Mark Leader

Personal information
- Born: 7 January 1960 Idaho, United States
- Died: 17 January 2023 (aged 63)
- Nationality: American / Australian
- Listed height: 6 ft 4 in (1.93 m)

Career information
- College: Western Oregon (1980–1982)
- NBA draft: 1982: undrafted
- Playing career: 1983–1995
- Position: Guard
- Coaching career: 1996–2016

Career history

As a player:
- 1983–1984: Devonport Warriors
- 1985: West Adelaide Bearcats
- 1986–1987: Geelong Supercats
- 1988–1995: North Melbourne Giants

As a coach:
- 1996–1997: North Melbourne Giants (assistant)
- 1997–2000: Ballarat Miners
- 2002–2009: Geelong Supercats
- 2015–2016: Corio Bay Stingrays

Career highlights
- As player: 2× NBL champion (1989, 1994); As coach: Big V champion (2015); ABA champion (2006); 3× SEABL East champion (2005–2007);

= Mark Leader =

American basketball player (1960–2023)

Mark Allan Leader (7 January 1960 – 17 January 2023) was an American-Australian basketball player and coach. He played college basketball for Western Oregon University before moving to Australia where he played 12 seasons in the National Basketball League (NBL) between 1983 and 1995. He then continued in Australia as a coach. Leader was a two-time NBL champion as a player and won multiple championships as a coach at the state league level.

==Early life==
Mark Allan Leader was born on 7 January 1960 in Idaho. He grew up in Oregon.

==College career==
Leader attended Western Oregon University between 1980 and 1982. He was the team leader in assists in 1981–82 with 102.

==Professional career==
Leader moved to Australia in 1982 to play for the Ulverstone Redhoppers in the North West Basketball Union in Tasmania. He made his National Basketball League (NBL) debut with the Devonport Warriors in 1983 and averaged 22.1 points and 10.5 rebounds in his first season. In 1984, he served as the Warriors' player/coach and had his best statistical season, averaging 28.7 points, 14.3 rebounds, 5.7 assists, 2.1 steals and 1.7 blocks.

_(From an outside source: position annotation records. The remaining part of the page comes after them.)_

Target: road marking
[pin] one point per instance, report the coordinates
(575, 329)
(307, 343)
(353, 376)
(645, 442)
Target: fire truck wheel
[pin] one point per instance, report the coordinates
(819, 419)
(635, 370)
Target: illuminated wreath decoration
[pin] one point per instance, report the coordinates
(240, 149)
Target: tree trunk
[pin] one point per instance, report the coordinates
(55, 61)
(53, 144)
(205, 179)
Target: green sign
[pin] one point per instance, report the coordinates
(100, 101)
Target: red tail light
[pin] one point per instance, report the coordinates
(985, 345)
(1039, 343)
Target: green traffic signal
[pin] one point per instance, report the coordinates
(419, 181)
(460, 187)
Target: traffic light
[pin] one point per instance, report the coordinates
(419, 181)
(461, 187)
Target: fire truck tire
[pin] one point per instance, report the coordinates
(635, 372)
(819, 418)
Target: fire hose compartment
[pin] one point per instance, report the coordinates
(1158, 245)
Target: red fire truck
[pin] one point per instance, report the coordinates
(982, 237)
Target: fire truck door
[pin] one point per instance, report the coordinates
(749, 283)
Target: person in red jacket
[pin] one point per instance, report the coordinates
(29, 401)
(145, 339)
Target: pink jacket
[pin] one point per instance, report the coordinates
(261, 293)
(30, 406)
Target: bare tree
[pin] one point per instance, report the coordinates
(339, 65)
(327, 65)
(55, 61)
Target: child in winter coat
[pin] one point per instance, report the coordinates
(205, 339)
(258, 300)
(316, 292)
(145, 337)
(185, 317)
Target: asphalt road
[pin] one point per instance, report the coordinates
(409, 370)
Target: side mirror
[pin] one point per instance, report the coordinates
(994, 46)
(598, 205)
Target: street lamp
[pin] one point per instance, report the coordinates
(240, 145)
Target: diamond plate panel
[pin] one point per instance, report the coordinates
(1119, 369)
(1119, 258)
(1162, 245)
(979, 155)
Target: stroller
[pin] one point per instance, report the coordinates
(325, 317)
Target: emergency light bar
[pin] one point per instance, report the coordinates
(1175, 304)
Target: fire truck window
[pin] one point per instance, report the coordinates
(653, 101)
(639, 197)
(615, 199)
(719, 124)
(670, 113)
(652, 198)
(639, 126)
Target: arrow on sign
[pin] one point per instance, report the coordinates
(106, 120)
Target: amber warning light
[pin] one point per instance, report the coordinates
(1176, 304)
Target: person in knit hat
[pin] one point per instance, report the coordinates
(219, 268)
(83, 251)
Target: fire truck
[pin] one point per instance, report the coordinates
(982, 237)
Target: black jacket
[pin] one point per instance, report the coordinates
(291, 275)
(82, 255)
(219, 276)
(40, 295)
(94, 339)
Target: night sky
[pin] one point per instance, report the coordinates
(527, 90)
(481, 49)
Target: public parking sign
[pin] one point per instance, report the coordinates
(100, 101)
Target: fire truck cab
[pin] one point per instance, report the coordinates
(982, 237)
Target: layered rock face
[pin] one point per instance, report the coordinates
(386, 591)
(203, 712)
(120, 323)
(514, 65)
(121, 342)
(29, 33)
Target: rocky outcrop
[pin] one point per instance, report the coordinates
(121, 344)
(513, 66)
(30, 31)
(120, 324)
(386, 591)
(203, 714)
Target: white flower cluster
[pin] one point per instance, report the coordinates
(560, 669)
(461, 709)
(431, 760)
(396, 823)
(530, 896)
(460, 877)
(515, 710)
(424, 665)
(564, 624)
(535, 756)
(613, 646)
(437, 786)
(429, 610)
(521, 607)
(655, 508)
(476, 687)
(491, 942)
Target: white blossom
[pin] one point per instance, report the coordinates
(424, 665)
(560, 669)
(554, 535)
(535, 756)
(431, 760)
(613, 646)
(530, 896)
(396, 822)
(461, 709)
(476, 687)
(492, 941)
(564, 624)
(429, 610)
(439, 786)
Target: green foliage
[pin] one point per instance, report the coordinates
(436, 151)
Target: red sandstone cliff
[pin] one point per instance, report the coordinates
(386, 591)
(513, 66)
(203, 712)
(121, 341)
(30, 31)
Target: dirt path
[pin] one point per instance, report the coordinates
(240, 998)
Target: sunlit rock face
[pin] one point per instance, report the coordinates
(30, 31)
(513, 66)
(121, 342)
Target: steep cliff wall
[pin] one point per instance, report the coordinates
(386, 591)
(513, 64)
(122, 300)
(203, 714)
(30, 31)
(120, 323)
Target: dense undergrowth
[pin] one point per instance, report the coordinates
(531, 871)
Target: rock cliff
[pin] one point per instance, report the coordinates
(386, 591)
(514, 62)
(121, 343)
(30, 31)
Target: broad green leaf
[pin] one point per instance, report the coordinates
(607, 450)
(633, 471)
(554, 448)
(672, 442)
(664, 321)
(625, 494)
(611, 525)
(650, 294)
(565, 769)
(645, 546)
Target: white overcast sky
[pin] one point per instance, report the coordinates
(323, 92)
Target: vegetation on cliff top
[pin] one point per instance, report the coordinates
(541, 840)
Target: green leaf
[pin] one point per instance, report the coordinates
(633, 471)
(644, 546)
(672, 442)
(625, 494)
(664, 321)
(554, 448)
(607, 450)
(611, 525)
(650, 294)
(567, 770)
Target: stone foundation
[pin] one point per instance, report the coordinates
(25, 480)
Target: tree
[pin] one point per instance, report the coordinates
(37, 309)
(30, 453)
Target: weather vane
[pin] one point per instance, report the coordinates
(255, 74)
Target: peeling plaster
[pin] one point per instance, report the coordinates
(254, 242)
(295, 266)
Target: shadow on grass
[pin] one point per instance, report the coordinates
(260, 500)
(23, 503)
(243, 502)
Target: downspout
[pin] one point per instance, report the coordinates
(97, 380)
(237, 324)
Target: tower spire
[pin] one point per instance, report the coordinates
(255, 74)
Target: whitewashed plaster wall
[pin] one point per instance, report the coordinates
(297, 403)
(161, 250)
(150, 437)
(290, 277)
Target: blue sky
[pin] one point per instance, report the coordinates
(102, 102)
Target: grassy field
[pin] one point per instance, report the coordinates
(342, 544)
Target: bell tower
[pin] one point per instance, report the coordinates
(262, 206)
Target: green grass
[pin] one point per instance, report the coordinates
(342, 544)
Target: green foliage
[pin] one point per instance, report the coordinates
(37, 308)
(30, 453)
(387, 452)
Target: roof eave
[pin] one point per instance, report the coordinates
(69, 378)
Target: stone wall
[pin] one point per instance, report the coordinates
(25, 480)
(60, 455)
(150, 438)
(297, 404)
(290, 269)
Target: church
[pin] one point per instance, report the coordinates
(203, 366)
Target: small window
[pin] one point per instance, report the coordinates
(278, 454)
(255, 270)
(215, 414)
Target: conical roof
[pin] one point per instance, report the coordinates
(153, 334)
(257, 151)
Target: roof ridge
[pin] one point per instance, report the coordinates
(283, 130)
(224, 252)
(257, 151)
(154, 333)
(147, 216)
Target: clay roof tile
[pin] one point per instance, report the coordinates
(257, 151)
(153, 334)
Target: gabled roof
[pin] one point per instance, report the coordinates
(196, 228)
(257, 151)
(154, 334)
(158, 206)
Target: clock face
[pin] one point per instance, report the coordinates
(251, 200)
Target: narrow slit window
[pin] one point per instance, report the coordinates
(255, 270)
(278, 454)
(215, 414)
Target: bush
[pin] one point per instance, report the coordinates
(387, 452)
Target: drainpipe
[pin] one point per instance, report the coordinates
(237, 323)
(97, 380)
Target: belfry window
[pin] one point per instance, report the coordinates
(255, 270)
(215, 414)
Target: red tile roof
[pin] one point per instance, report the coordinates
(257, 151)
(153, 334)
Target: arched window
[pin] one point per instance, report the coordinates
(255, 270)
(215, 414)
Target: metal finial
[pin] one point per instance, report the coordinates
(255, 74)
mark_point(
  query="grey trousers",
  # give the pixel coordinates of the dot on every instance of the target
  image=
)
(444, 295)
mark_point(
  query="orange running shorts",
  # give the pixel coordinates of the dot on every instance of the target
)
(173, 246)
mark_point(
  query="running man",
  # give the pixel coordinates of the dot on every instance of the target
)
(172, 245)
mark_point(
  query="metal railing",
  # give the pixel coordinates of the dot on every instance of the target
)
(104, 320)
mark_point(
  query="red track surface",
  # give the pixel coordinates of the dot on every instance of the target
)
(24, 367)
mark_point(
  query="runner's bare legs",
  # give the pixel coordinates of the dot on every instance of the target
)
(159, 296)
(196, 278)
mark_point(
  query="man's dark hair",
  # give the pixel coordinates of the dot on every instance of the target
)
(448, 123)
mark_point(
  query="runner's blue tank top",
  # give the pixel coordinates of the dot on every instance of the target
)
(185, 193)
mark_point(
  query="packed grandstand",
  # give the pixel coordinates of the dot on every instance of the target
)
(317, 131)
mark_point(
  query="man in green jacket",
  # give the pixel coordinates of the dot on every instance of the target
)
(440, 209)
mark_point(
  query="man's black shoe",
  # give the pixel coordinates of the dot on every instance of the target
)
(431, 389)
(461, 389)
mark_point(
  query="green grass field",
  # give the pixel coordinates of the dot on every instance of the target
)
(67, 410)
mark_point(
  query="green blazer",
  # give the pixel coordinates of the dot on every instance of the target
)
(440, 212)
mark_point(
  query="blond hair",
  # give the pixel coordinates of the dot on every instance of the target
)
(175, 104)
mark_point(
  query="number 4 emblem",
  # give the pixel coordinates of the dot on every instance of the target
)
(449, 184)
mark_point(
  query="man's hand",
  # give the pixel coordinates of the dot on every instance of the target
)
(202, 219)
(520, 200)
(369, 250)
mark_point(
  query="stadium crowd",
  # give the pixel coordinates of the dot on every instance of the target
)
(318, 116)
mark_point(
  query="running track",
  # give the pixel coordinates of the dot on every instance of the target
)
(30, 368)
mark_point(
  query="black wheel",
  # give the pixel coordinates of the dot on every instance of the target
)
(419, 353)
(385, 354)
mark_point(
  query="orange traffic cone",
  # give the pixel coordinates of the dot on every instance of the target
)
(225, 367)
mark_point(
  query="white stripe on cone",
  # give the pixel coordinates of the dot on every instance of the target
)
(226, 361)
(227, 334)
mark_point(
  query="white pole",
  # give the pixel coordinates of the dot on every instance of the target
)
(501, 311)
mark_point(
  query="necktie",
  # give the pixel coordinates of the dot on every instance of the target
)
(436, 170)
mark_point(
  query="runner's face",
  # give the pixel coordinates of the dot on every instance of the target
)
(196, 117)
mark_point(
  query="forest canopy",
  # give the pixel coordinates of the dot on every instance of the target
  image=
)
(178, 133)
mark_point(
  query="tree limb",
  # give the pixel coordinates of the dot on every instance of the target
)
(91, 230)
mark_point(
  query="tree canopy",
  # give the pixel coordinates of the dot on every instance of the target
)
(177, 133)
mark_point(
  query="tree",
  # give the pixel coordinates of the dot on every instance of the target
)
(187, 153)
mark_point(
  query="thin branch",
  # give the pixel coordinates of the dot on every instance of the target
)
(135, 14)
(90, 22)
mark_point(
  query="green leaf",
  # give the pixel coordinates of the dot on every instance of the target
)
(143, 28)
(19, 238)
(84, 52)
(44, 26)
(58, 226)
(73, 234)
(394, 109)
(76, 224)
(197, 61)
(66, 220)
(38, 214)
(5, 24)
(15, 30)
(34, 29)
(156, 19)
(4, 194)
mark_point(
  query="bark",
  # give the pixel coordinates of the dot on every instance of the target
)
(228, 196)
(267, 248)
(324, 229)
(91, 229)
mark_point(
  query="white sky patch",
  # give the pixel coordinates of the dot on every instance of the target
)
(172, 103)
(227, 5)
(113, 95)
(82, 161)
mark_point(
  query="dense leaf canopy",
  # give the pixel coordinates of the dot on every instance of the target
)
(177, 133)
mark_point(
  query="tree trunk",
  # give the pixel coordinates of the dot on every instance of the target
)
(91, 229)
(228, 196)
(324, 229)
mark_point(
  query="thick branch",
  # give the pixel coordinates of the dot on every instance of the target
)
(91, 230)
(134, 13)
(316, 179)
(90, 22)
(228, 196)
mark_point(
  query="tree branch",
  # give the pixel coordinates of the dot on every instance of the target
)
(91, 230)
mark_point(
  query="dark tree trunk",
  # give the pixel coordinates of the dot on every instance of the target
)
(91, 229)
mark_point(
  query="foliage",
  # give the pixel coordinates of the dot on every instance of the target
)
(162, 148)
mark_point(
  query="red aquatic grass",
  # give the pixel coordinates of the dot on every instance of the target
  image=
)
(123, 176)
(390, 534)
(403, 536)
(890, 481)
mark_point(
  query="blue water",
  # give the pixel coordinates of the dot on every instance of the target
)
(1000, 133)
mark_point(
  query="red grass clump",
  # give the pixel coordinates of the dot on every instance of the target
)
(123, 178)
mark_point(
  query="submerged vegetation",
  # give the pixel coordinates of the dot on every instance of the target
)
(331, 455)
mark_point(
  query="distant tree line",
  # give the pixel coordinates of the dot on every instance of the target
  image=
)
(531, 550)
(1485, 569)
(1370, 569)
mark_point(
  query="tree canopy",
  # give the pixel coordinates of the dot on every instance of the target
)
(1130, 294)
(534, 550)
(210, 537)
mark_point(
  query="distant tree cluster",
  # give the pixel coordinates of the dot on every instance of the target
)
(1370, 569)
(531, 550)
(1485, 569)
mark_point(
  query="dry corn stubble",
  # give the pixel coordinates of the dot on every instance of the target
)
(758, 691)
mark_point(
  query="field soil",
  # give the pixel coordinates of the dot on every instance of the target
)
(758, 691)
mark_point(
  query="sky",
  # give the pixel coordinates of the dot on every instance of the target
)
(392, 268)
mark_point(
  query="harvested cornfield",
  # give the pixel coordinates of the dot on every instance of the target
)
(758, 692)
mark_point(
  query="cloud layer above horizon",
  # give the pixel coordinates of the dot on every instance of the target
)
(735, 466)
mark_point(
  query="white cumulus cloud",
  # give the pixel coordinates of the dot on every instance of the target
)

After the demise of the Warriors, Leader joined the West Adelaide Bearcats in the SA State League and was set to play for the Bearcats NBL team as well but after the team merged with the Adelaide 36ers for the 1985 NBL season, he missed out on a roster spot to Mark Davis.

In 1986 and 1987, Leader played for the Geelong Supercats in the NBL. He averaged 18.8 points and 8.2 rebounds for the Supercats in 1987.

In 1988, Leader joined the North Melbourne Giants and went on to win NBL championships in 1989 and 1994 before retiring following the 1995 season. He was captain of the Giants for their championship in 1994.

Leader was the first player in NBL history to record four triple-doubles.

==Coaching career==
In 1996 and 1997, Leader served as assistant coach of the North Melbourne Giants under head coach Brett Brown.

Between 1997 and 2000, Leader served as head coach of the Ballarat Miners in the South East Australian Basketball League (SEABL).

Leader returned to the SEABL in 2002, as he coached the Geelong Supercats for eight seasons until 2009. He won three SEABL East championships in a row between 2005 and 2007, and in 2006 he guided the Supercats to the ABA National championship.

In 2015 and 2016, Leader coached the Corio Bay Stingrays in the Big V, winning a championship in 2015.

==Personal life==
Leader became a naturalised Australian in 1987.

==Death==
Leader died of cancer on 17 January 2023.